Run a Notebook
In some cases, you may want to run an existing JupyterLab notebook as a job. You can do this using the NotebookRuntime()
object.
The next example shows you how to run an the TensorFlow 2 quick start for beginner notebook from the internet and save the results to OCI Object Storage. The notebook path points to the raw file link from GitHub. To run the following example, ensure that you have internet access to retrieve the notebook:
Python
from ads.jobs import Job, DataScienceJob, NotebookRuntime
job = (
Job()
.with_infrastructure(
DataScienceJob()
.with_log_group_id("<log_group_ocid>")
.with_log_id("<log_ocid>")
# The following infrastructure configurations are optional
# if you are in an OCI data science notebook session.
# The configurations of the notebook session will be used as defaults
.with_compartment_id("<compartment_ocid>")
.with_project_id("<project_ocid>")
.with_subnet_id("<subnet_ocid>")
.with_shape_name("VM.Standard.E3.Flex")
.with_shape_config_details(memory_in_gbs=16, ocpus=1) # Applicable only for the flexible shapes
.with_block_storage_size(50)
)
.with_runtime(
NotebookRuntime()
.with_notebook(
path="https://raw.githubusercontent.com/tensorflow/docs/master/site/en/tutorials/customization/basics.ipynb",
encoding='utf-8'
)
.with_service_conda("tensorflow28_p38_cpu_v1")
.with_environment_variable(GREETINGS="Welcome to OCI Data Science")

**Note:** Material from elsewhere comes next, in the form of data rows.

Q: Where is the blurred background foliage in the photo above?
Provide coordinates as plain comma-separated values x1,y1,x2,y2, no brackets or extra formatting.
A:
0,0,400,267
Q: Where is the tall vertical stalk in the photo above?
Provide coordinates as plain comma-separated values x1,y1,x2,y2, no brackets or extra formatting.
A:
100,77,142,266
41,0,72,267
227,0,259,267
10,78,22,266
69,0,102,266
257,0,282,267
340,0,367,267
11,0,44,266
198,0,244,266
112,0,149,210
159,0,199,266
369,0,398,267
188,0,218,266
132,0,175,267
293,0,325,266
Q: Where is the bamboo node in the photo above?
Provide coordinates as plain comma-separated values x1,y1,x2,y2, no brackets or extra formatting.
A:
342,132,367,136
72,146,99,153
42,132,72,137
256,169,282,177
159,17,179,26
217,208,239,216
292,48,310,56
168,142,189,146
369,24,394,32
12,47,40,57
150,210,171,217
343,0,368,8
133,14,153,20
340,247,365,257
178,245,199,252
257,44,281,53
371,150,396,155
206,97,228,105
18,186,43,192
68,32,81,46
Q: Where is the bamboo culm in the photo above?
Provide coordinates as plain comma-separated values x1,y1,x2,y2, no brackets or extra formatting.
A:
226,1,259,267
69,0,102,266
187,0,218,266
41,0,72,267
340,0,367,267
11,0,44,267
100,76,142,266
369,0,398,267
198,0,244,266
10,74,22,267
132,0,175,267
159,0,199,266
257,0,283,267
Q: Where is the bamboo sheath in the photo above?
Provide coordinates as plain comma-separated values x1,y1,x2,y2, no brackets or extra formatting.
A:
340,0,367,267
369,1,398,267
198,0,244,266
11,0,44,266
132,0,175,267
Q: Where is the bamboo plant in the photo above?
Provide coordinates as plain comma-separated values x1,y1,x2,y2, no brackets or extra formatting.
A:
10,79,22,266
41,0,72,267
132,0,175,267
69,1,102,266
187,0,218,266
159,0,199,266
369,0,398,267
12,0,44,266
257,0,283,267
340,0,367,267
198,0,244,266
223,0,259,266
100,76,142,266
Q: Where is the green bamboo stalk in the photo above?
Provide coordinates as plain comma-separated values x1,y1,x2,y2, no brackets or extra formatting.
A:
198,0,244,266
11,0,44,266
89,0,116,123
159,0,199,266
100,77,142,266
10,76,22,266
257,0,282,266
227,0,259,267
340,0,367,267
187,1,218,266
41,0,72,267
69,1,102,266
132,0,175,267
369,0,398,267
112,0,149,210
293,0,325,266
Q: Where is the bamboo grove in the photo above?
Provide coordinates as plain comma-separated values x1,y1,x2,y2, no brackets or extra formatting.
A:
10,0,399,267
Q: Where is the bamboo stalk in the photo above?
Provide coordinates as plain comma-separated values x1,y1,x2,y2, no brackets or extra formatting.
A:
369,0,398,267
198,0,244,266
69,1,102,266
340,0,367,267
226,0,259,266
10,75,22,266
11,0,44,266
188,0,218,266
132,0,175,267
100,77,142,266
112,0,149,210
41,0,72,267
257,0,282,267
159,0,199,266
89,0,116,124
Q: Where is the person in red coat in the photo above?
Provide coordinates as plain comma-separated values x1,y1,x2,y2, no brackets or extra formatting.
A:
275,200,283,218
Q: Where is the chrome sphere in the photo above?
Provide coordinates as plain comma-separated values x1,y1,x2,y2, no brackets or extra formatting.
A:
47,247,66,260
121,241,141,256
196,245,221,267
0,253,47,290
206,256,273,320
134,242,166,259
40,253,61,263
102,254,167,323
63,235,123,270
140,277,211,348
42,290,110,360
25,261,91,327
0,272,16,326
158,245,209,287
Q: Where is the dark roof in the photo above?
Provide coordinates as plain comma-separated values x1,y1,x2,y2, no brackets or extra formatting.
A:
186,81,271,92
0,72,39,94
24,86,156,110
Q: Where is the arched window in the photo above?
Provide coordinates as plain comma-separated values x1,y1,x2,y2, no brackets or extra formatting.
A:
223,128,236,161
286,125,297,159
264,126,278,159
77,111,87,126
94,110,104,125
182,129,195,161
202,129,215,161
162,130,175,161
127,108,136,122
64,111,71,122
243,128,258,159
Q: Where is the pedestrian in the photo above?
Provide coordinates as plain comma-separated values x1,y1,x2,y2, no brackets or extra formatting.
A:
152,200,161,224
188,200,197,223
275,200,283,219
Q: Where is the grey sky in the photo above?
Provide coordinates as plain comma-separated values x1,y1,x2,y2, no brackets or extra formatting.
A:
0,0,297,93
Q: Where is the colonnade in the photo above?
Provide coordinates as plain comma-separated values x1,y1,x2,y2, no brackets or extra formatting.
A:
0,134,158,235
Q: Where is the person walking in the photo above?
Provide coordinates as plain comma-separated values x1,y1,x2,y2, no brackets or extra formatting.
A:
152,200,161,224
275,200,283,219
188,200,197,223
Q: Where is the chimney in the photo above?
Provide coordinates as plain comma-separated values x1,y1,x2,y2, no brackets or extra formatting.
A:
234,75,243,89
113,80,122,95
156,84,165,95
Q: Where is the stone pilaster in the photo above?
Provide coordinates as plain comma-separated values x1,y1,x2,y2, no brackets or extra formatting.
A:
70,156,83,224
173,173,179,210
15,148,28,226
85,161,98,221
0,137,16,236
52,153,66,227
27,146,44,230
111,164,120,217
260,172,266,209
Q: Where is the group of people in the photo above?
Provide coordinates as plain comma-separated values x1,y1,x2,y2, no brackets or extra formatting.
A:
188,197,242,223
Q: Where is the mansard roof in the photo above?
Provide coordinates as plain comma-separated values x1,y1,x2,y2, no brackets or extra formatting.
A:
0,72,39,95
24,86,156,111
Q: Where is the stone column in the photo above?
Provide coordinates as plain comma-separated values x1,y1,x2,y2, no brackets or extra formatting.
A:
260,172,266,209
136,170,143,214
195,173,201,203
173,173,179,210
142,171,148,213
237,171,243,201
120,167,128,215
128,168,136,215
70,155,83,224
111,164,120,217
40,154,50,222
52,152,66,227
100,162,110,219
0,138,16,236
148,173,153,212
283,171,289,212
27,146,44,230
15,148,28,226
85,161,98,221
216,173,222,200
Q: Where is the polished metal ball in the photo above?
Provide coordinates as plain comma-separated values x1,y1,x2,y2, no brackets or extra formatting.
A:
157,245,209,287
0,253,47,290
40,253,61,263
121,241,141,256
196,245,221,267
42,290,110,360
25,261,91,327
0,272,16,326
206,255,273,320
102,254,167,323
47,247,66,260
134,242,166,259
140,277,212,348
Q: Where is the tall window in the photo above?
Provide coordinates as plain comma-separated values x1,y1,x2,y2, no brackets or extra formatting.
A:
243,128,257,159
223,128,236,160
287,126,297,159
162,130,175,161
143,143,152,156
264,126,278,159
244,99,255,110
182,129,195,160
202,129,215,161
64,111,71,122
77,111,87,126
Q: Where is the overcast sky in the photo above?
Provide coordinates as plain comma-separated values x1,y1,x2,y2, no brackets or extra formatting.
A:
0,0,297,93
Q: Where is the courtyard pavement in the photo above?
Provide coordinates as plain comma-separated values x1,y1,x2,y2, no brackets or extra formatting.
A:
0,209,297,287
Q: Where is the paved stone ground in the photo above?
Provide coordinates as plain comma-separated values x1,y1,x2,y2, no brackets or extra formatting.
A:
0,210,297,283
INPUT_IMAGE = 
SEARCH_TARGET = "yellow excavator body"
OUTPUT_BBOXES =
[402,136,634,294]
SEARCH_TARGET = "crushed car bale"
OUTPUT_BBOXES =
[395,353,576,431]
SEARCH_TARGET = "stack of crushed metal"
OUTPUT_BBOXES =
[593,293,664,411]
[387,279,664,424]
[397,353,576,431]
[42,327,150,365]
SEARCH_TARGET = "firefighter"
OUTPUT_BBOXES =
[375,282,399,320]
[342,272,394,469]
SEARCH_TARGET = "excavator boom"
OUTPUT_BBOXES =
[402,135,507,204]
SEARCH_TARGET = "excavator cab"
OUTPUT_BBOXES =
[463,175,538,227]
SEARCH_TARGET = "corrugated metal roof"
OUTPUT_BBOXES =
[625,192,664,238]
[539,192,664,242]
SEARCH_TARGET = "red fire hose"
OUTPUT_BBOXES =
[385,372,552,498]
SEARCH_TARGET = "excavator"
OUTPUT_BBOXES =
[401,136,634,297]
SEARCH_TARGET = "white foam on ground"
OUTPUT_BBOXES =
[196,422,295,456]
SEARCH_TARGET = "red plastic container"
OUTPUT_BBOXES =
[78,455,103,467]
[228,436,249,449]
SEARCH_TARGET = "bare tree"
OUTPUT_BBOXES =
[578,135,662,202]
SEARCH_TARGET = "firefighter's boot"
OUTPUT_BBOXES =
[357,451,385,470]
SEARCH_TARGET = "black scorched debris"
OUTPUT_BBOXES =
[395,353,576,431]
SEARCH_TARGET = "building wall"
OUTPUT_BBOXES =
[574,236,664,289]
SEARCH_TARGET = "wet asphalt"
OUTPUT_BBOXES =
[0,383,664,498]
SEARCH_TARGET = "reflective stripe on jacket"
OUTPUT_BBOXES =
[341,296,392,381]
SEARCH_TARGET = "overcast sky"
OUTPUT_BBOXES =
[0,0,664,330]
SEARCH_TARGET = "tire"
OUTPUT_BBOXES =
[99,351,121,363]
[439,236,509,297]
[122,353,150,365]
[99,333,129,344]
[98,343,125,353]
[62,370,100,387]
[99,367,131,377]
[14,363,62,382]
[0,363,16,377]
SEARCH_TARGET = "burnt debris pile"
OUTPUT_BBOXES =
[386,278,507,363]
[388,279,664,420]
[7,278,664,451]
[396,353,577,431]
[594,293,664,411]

.with_output("oci://bucket_name@namespace/path/to/dir")
)
)
job.create()
run = job.run().watch()
After the notebook finishes running, the notebook with results are saved to oci://bucket_name@namespace/path/to/dir
. You can download the output by calling the download()
method.
run.download("/path/to/local/dir")
The NotebookRuntime
also allows you to use exclusion tags, which lets you exclude cells from a job run. For example, you could use these tags to do exploratory data analysis, and then train and evaluate your model in a notebook. Then you could use that same notebook to only build future models that are trained on a different dataset. So the job run only has to execute the cells that are related to training the model, and not the exploratory data analysis or model evaluation.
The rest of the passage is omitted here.